A few months ago I looked to see whether there were European equivalents to books such as "Can the Japanese Change Their Education System?" which is one of a number of such works in English. I could find no equivalents for any European.
This is not because no European country has made any significant changes to its basic education system in the last 20-30 years. Some have made major changes but they apparently did so without the sage advice of foreign Anglophone academics.
The very idea of Anglophone academics telling the French how they should reform their education system is a non-starter. But, telling the Japanese how to run their educational system seems to be regarded as both a right and duty for foreign Japan specialists.
Whether this is racism (white people don't tell other white people how to run their countries) or paternalism (the Japanese are a nation of twelve-year-olds) is hard to decide. It is probably both.
In any event, I find it abhorrent whether it is initiated by the Japanese or by foreigners.
Careful Japanese examination of foreign models can be useful. The long term care insurance scheme in Japan is a stellar example of that but this involved Japanese making careful on the ground studies of care schemes in a number of foreign countries. Listening to foreign nationals blow off about what was wrong in Japan was not part of this.
Japan was so successful that Korea and Taiwan followed Japan and the Japanese model has been offered as something worthy of study by Britain.
http://japan-forward.com/all-eyes-on-japans-long-term-health-care-innovations/
http://japan-forward.com/its-time-to-recognize-japans-leadership-in-long-term-health-care/
I also know of a case where the very well-founded advice a foreign political scientist helped to head off a singularly dumb electoral reform.
But, these are cases of Japanese seeking out reform from experts and practitioners, not opinionated gaijin blowing off in an English language mailing list with little Japanese participation.
I wonder how many of those thinking they know what is good for Japan and the Japanese would try to tell the Brits, Germans, French, Italians, Koreans, or for that matter the Chinese, how to run their education systems.

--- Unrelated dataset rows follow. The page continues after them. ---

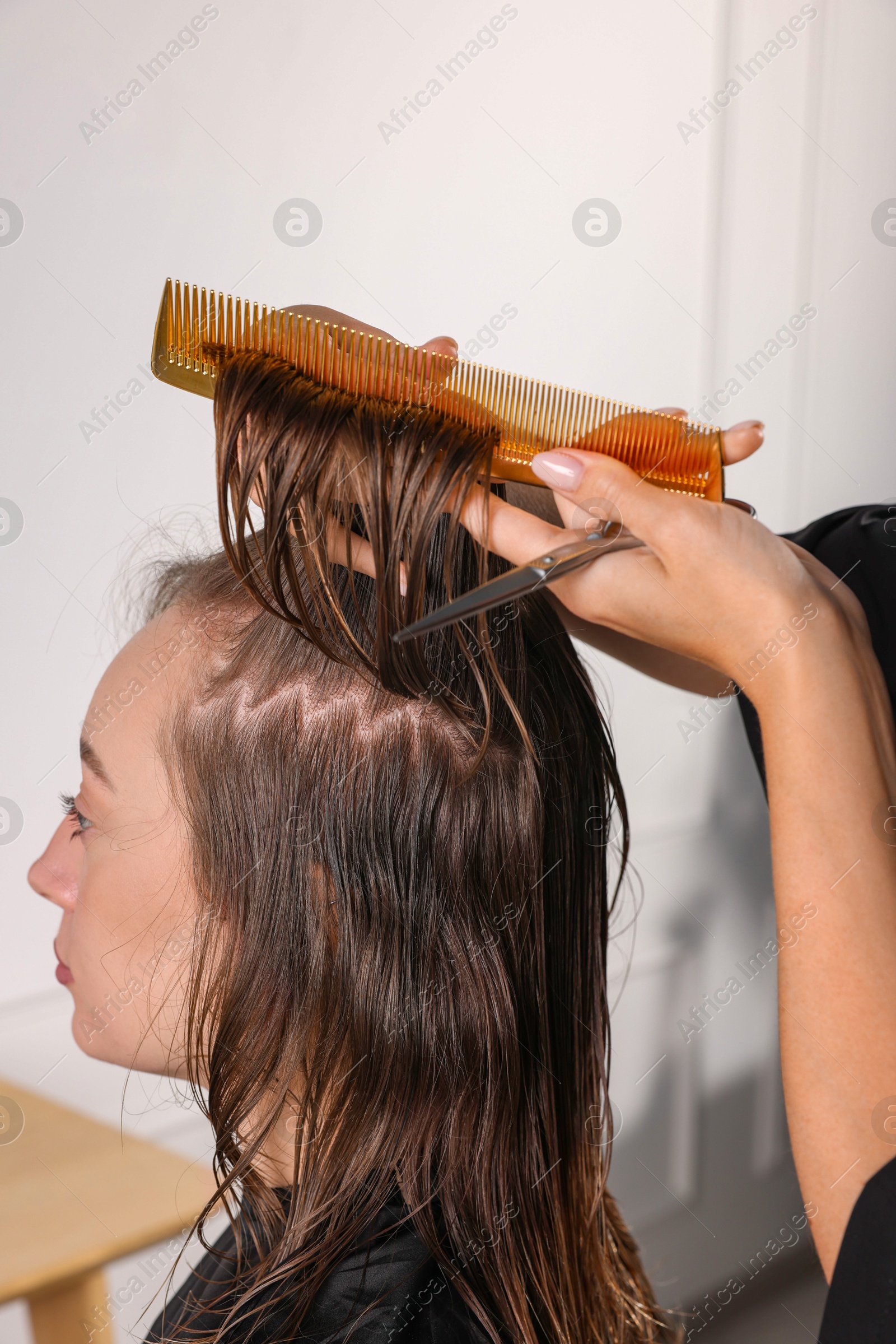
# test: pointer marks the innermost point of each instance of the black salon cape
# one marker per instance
(418, 1305)
(859, 545)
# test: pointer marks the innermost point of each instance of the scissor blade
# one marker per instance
(516, 582)
(504, 589)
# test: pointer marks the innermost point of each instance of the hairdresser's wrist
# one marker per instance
(810, 658)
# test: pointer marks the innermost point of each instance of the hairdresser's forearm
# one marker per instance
(837, 983)
(660, 664)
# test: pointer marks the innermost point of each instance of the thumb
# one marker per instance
(591, 483)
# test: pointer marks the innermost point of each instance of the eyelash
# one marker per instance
(70, 810)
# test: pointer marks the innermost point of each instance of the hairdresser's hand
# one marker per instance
(712, 587)
(740, 441)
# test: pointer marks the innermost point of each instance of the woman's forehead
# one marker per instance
(139, 687)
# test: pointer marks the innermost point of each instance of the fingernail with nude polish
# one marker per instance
(559, 471)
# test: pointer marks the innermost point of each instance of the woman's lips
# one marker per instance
(63, 974)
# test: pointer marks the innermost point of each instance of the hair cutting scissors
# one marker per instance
(606, 536)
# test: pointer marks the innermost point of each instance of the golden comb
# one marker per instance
(197, 331)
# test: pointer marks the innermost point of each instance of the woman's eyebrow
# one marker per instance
(95, 764)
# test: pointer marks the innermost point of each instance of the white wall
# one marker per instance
(725, 234)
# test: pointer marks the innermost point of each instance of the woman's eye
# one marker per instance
(70, 810)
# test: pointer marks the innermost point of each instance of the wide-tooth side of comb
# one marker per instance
(194, 334)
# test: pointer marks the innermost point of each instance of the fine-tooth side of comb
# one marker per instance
(197, 331)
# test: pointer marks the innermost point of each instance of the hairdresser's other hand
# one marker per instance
(740, 441)
(436, 346)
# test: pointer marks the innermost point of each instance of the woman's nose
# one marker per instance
(55, 874)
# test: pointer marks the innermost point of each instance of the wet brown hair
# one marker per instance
(401, 854)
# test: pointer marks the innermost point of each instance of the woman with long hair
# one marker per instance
(383, 867)
(381, 878)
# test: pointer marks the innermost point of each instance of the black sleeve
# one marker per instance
(861, 1303)
(859, 545)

For those who are long term residents, I would suggest that if you really believe you have something to say about Japanese education or Japanese policy at large
(1) Write in Japanese.
(2) Naturalize. It's relatively easy. I did it without hired legal help. There are no fees for the application.
(3) Vote.
(4) Run for public office. Several of the opposition parties welcome naturalized Japanese. Even if you don't get elected, a foreign face will get more attention than a generic native Japanese.